Dynasties which ruled South India, patronised construction of a series of architecturally beautiful temples that were carved out of stones. Interestingly, the construction technology used in these temples have progressed with time
Dravidian style temples are all carved out of stones. The use of stones and construction technology in these temples have progressed with time. Dynasties, which ruled the Southern part of India, patronised these constructions. Pallava (600-900 AD), Chola (900-1150AD), Pandya (1100-1350 AD), Vijayanagar (1350-1565 AD), Madura (1600-1800 AD) are some of the examples. The development of construction technology by these rulers is the subject of detailed research.
Excavation type temples were built during the reign of Pallava, King Mahendravarman. Rock cuts or large stones carved temples fall into this category. The art was further developed during the reign of Narasimhavarman, the second king of the Pallavas. The temples at Mahabalipuram date back to this period. There are two types of temples, inspired by chariots and pavilions. Each temple is carved out of a single solid stone. The sculptors had mastered the art of carving out stones during this period. Temples of various sizes are found here because existing stones were used as they were and where they were.
Located at a distance of 32 km from Chennai city, Mahabalipuram village is known for such architecture. There are about 40 temples in this place. There are 10 chariot temples in it. At that time, the experiment of shaping the temple into a chariot can be seen in many places in India.
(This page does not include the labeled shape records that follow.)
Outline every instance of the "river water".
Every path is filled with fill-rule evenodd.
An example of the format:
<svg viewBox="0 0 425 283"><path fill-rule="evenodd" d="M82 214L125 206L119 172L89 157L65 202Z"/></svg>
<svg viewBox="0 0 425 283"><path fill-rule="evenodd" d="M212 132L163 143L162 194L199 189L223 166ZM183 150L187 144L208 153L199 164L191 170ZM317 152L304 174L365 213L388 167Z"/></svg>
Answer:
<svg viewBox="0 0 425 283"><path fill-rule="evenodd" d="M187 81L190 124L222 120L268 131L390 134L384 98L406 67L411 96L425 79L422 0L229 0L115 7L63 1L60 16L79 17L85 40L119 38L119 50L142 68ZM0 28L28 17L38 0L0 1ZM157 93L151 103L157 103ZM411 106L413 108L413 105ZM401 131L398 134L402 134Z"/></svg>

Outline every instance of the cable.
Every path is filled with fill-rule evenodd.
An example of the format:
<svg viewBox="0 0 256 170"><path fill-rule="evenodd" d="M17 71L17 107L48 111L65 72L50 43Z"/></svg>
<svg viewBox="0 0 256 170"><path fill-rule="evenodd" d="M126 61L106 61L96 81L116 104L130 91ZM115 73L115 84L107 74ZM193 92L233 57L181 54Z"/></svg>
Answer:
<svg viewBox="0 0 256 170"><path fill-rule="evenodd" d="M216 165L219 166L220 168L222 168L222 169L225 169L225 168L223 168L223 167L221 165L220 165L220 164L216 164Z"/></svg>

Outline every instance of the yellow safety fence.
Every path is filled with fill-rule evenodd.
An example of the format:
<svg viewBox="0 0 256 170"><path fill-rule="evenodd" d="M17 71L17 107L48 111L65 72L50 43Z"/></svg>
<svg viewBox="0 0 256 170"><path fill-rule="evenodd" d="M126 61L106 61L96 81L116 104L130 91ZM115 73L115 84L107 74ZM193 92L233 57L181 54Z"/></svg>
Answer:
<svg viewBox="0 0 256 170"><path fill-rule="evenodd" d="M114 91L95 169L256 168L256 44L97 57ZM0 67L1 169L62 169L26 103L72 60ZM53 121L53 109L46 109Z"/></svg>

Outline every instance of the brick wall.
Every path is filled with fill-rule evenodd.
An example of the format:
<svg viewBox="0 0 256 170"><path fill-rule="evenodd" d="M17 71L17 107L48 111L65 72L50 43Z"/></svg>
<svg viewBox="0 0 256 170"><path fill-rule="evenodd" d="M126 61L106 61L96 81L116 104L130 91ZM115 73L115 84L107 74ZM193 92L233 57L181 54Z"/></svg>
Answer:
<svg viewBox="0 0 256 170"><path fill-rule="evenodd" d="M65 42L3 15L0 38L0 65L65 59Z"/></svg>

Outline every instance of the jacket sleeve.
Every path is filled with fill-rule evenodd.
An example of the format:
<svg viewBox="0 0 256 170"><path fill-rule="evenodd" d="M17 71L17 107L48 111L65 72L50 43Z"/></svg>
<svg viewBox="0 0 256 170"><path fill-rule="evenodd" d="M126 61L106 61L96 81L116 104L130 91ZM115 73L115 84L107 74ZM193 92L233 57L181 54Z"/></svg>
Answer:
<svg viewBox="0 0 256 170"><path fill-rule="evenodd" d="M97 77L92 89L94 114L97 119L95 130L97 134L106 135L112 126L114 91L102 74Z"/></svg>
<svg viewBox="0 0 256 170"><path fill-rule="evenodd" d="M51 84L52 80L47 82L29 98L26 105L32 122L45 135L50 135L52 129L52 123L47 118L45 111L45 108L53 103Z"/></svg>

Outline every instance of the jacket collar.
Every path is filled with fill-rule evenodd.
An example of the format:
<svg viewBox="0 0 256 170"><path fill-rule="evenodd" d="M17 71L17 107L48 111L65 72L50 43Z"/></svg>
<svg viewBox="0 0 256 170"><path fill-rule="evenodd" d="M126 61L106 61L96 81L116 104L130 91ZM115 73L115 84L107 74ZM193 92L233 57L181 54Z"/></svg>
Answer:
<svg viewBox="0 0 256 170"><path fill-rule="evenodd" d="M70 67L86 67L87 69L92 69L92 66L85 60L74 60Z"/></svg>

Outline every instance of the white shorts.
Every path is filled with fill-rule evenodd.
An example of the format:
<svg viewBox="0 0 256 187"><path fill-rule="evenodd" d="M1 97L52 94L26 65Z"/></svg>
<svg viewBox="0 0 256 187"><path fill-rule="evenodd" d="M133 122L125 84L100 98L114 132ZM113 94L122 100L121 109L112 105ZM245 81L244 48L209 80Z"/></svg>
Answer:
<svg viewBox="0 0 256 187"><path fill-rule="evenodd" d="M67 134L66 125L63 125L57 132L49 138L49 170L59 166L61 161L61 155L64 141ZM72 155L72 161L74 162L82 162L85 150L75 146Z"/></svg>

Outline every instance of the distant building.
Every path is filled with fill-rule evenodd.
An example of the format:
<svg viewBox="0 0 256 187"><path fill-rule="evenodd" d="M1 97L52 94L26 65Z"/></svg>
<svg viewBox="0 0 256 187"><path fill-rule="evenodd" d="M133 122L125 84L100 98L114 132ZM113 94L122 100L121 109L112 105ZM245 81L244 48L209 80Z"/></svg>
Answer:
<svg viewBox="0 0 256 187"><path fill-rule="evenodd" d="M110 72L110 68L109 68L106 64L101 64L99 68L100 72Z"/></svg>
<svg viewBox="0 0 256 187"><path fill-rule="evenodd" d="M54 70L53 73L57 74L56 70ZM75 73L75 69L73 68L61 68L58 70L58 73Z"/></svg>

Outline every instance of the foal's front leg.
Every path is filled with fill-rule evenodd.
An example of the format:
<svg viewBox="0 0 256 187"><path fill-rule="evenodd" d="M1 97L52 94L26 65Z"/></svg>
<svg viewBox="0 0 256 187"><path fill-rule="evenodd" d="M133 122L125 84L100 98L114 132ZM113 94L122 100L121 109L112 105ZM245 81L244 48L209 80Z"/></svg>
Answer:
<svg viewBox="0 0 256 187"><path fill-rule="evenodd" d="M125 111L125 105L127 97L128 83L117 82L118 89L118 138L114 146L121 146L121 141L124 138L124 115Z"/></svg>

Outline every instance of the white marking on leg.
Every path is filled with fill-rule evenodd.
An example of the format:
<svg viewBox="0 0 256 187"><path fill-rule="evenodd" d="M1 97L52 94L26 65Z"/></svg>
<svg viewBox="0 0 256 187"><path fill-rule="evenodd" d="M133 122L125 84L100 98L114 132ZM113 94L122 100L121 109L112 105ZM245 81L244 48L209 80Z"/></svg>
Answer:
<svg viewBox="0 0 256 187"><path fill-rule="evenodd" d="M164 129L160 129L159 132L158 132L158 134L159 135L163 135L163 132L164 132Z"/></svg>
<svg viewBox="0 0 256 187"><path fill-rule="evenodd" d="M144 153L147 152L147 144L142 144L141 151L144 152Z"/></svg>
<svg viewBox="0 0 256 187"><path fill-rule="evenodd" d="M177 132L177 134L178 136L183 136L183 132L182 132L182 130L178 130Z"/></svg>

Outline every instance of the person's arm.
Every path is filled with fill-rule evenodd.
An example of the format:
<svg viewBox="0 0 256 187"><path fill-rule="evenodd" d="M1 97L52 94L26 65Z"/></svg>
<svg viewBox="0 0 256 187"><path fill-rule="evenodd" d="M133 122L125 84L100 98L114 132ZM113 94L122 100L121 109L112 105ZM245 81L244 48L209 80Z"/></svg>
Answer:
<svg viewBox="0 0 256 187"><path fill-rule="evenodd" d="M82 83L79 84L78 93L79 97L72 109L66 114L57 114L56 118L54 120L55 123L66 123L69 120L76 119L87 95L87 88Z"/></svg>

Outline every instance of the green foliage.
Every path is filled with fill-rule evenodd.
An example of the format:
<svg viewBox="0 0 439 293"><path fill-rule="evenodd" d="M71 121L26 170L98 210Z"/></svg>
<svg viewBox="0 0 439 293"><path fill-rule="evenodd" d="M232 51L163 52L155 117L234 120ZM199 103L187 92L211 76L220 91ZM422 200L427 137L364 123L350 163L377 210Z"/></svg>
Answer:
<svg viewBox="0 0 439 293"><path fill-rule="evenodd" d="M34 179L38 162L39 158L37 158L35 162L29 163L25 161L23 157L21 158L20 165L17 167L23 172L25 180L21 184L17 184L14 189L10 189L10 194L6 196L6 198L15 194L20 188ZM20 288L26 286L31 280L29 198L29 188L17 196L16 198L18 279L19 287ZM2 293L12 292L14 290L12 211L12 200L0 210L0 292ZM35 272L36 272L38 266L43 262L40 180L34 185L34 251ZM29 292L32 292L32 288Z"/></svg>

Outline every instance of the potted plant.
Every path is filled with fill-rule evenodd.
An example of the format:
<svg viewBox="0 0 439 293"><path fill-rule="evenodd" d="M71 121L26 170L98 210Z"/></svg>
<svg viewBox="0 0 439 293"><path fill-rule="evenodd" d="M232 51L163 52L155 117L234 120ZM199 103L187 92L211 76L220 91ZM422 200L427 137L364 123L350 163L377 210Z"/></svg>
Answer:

Of these, the five Pandava chariot temples near the beach are particularly noteworthy. All these chariots are of different sizes, big and small. In front of many chariots is a row of carved pillars.
The Dharmaraj Rath is very beautiful and resembles the structural temples developed in later times. We see the imitation of this type of carving in many temples of South India. The sculptors made such beautiful use of these innumerable stones scattered on the beach. These raths and pavilions are the basic structure which paved the way for developed temple architecture of later years.